Dans l'avant-propos, Xavier-Marie Bonnot précise que « seuls les personnages de Christa et Rodolphe Meister relèvent de la pure fiction. Les autres appartiennent à l'histoire la plus sombre de l'humanité, celle du Troisième Reich » (p. 9).


En 1932, quand il avait sept ans, Rodolphe avait rencontré Wilhelm Furtwängler. le petit garçon vivait seul, à Berlin, avec sa mère, une cantatrice talentueuse. Elle se produisait sur les plus grandes scènes et il souffrait de ses absences. Il était souvent gardé par Eva, une Allemande de dix-huit ans, qui admirait Hitler. Aussi, il était lui-même fasciné par le nazisme, puisque son rêve de gamin était d'épouser la jeune fille. Christa avait « choisi la rébellion » (p. 123), refusant, par exemple, de faire le salut nazi. le parti lui avait alors trouvé un grand-père juif et, en 1938, elle avait dû quitter l'Allemagne avec son enfant. Ils s'étaient réfugiés à Paris. Hélas, la France occupée n'a plus été un abri et la cantatrice a été emmenée à Birkenau.
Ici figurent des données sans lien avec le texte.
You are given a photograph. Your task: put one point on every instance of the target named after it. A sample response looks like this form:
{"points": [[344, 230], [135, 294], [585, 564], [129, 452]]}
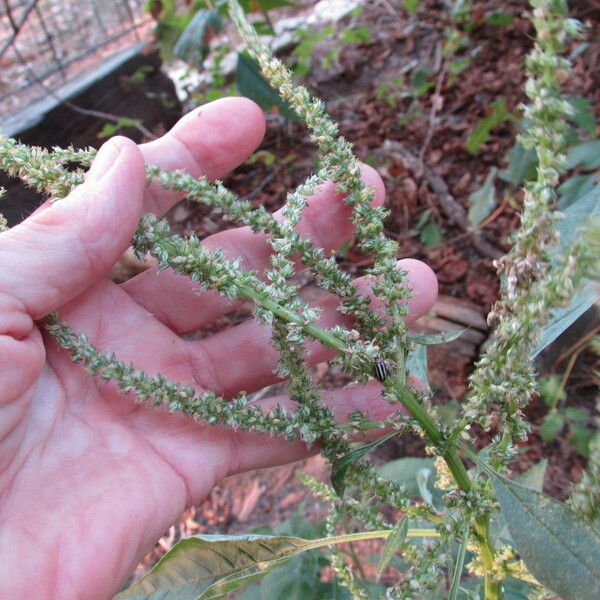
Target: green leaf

En 1933, le Reich et Hitler avaient confié la responsabilité de l'Orchestre philharmonique de Berlin à Wilhelm Furtwängler. Alors que Goebbels avait ordonné que plus aucun Juif ne devait jouer dans un orchestre, Furtwängler a profité de son statut pour sauver des musiciens Juifs de la déportation. Refusant de mêler l'art à la politique, il a démissionné de ses fonctions, mais les nazis ont utilisé sa notoriété dans leur propagande. Après la guerre, il lui sera reproché de ne pas avoir quitté l'Allemagne. Thomas Mann lui a écrit que ce choix avait apporté « une caution passive aux nazis », alors que Yehudi Menuhin l'a soutenu. L'auteur décrit la complexité de la position de Wilhelm Furtwängler. Il a été forcé à certaines compromissions, mais il estimait que rester et continuer à faire vivre la musique était sa manière de résister. Xavier-Marie Bonnot dépeint les doutes qui ont agité le chef d'orchestre et l'image qu'il a renvoyée. Ce roman relate, également, les accusations perpétrées contre lui, après la guerre, ainsi que sa comparution judiciaire. le passage au sujet de son procès m'a fortement émue.
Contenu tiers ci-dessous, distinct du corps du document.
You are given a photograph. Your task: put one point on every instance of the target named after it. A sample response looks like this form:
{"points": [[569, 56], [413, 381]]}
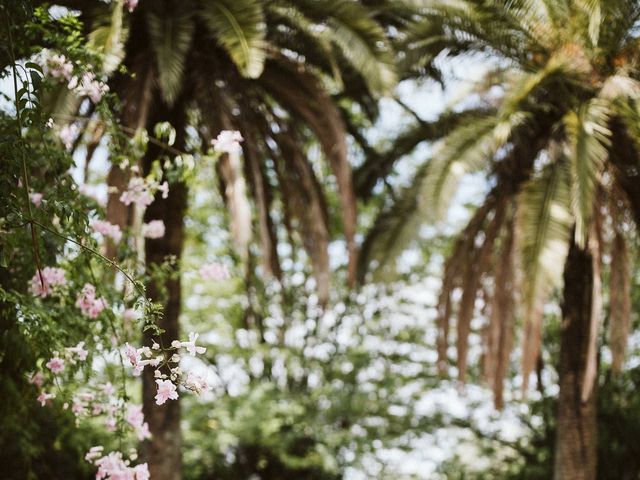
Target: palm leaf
{"points": [[588, 139], [170, 33], [358, 38], [107, 37], [239, 26], [544, 227]]}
L'art peut-il se placer au-dessus de la morale ? C'est la question que pose l'auteur, à travers l'histoire de Wilhelm Furtwängler et celle de Christa et son fils, ce qui lui permet d'apporter plusieurs réponses à cette interrogation. La vision de Rodolphe enfant se joint à sa perception d'adulte, il raconte l'évolution de celle-ci, à la lecture des évènements qu'il a vécus. J'ai adoré Berlin Requiem, qui rappelle que chaque acte, que chaque parole et chaque refus pouvait conduire dans les camps de la mort et que ces mêmes faits ont été perçus de manière contraire, après la guerre, avec le prisme de l'Histoire. Pour prolonger la lecture, j'ai écouté les oeuvres citées dans le livre, car les descriptions de Xavier-Marie Bonnot ont attisé ma curiosité.